Minimax Rates for Hyperbolic Hierarchical Learning
This work addresses the problem of efficient learning on hierarchical data for machine learning practitioners, providing a theoretical foundation for using hyperbolic geometry to overcome limitations of Euclidean spaces.
The paper demonstrates that hyperbolic representations enable learning on hierarchical data with sample complexity scaling linearly in depth, whereas Euclidean representations require exponential sample complexity due to geometric obstructions. Specifically, hyperbolic embeddings achieve optimal sample complexity of O(mR log m) for depth-R hierarchies with branching factor m, while Euclidean embeddings necessitate exponential scaling.

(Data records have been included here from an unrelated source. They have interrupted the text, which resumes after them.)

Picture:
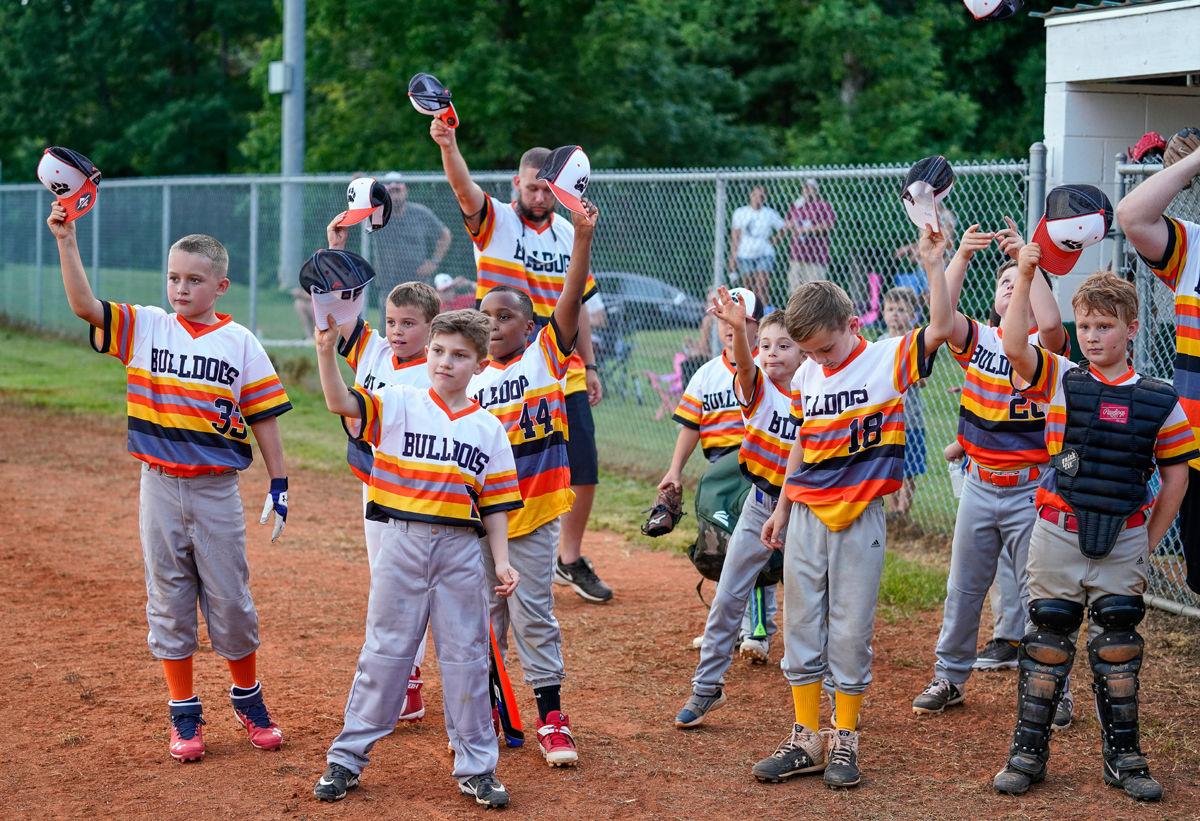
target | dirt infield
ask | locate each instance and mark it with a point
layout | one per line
(83, 727)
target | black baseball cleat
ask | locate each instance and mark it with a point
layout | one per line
(335, 783)
(582, 579)
(486, 790)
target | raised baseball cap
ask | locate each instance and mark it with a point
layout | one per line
(72, 178)
(337, 282)
(429, 96)
(1075, 217)
(747, 297)
(928, 183)
(366, 197)
(993, 10)
(567, 171)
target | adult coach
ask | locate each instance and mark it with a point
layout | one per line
(523, 244)
(1171, 250)
(409, 247)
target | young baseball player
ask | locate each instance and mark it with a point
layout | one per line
(197, 381)
(443, 475)
(1169, 247)
(1107, 430)
(900, 311)
(849, 454)
(523, 387)
(1003, 436)
(765, 394)
(709, 415)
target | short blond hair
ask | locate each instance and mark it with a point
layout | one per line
(1104, 292)
(472, 324)
(205, 246)
(419, 295)
(816, 306)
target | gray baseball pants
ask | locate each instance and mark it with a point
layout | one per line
(423, 575)
(991, 522)
(744, 559)
(531, 609)
(831, 588)
(193, 550)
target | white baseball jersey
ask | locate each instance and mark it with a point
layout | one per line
(375, 367)
(193, 390)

We prove an exponential separation in sample complexity between Euclidean and hyperbolic representations for learning on hierarchical data under standard Lipschitz regularization. For depth-$R$ hierarchies with branching factor $m$, we first establish a geometric obstruction for Euclidean space: any bounded-radius embedding forces volumetric collapse, mapping exponentially many tree-distant points to nearby locations. This necessitates Lipschitz constants scaling as $\exp(Ω(R))$ to realize even simple hierarchical targets, yielding exponential sample complexity under capacity control. We then show this obstruction vanishes in hyperbolic space: constant-distortion hyperbolic embeddings admit $O(1)$-Lipschitz realizability, enabling learning with $n = O(mR \log m)$ samples. A matching $Ω(mR \log m)$ lower bound via Fano's inequality establishes that hyperbolic representations achieve the information-theoretic optimum. We also show a geometry-independent bottleneck: any rank-$k$ prediction space captures only $O(k)$ canonical hierarchical contrasts.